On Thu, Nov 4, 2010 at 8:50 AM, G Money <[email protected]> wrote:
>
> I completely agree with you. It should be clearer and easier for the
> consumer to determine which foods are produced and packaged to their
> standards. If you want something that is "All natural", or "sugar free", or
> "low calorie", it should be CLEAR what those words mean, and the labeling
> should be standardized and regulated.
>
> But this is McDonalds. We know it's not healthy.

This is just the very beginning of it though. McDonald's is able to
make a Happy Meal, with a toy, cheap enough to feed your kid whenever
they cry and whinge about wanting a toy precisely because of a legacy
of government decisions. They subsidize the corn that is used as
filler in burger. They subsidize the corn that is force fed to the cow
in a factory farm that forms the beef portion of the burger. They
decline to review or regulate the usage of the antibiotics that they
have to pump into the cow in the factory farm to keep it from dying to
early due to its corn diet and lack of exercise. They keep the price
of the toys in those meals cheap enough to give away by not
establishing mandatory safety inspections and standards for toys
imported from China. The list goes on and on and on.

I love burgers. I love meat, period. I've yet to meet a meat I didn't
like to eat. I like to wrap my meat in other meats and see how many
species I can get on a single sandwich. McDonald's doesn't play fair
though and they get a huge long string of benefits that end up
allowing them to sell your kid crap at less than a dollar, spend
millions on marketing that crap and still make a giant profit, not
from the quality of their food but from the benefits that they receive
that your local good meat pusher doesn't.

> I just want to ensure that as an American, i still have the right to do
> unhealthy things from time to time, if I so choose. What's the point of
> living if you don't get to have some fun? I want some alcohol sometimes, I
> want some nudity sometimes (ok, LOTS of times), and I want the occasional
> Big Mac.

I love alcohol and nudity. Though I must admit, I get creeped out when
meat gets mixed in with nudity and alcohol. There's a strip club in
town that is really well known for...it's steaks. I went there once
and watched guys chowing down on a big steak while watching women
dance naked and I think that its fucking creepy.

I'd also point out that nudity, your own and others, is far from unhealthy.

> I just want to make sure I always have to things....so I get defensive when
> people suggest beginning to chip away at that in the name of the "public
> health". My health is just fine, worry about yourself :)

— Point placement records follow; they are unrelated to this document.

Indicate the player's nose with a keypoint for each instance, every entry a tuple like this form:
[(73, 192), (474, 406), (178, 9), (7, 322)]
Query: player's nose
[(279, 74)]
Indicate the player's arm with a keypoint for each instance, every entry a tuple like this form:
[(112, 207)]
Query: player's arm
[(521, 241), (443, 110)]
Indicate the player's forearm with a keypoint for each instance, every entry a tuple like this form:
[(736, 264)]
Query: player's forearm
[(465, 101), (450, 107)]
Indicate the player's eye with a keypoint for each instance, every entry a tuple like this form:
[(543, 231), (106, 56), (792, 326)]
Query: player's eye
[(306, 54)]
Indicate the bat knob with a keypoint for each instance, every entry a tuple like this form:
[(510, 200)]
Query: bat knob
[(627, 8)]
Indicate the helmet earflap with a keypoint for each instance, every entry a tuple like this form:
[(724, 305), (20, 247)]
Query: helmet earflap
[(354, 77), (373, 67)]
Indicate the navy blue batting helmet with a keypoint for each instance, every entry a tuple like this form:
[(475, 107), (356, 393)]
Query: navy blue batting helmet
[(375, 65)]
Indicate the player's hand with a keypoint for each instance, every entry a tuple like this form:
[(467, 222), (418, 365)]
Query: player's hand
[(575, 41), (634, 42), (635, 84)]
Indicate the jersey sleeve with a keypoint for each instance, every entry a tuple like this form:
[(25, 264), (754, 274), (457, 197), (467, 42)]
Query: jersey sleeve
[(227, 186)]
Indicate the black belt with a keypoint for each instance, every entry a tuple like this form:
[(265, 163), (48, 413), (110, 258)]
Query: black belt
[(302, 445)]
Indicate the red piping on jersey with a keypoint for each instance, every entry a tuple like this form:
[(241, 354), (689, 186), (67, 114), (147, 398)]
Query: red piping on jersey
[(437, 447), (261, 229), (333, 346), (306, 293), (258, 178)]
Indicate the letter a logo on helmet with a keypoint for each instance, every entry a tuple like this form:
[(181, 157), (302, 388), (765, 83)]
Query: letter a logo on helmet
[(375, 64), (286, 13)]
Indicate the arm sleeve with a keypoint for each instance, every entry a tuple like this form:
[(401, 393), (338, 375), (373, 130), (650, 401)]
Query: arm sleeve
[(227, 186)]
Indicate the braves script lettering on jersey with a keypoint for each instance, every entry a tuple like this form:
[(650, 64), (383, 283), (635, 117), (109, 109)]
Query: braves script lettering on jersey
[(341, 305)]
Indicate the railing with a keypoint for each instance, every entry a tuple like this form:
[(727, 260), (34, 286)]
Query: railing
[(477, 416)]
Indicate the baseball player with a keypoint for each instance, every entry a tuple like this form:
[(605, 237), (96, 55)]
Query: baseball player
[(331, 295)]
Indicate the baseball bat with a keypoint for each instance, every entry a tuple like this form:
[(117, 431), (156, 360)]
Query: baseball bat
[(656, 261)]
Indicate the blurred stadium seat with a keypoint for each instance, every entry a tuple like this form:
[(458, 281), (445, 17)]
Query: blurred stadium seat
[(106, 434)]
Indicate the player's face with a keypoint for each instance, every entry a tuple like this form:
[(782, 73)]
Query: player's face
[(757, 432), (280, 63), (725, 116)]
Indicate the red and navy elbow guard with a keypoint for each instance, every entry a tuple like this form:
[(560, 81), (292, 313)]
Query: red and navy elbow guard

I don't think of it as public health. Public health should, hopefully,
be a side benefit. I want a level playing field. I want to see the
market corrected so there is genuine competition and things aren't
horrendously tilted toward Big Ag. I think that if people have a bunch
of good options out there that are priced at true market value and bad
crap isn't heavily subsidized, that people will make healthier
decisions. Maybe they won't. I suspect that enough will that public
health will increase, but my priority is making more options available
and having them reflect their true costs rather than forcing choices
(as is done through subsidies) on people.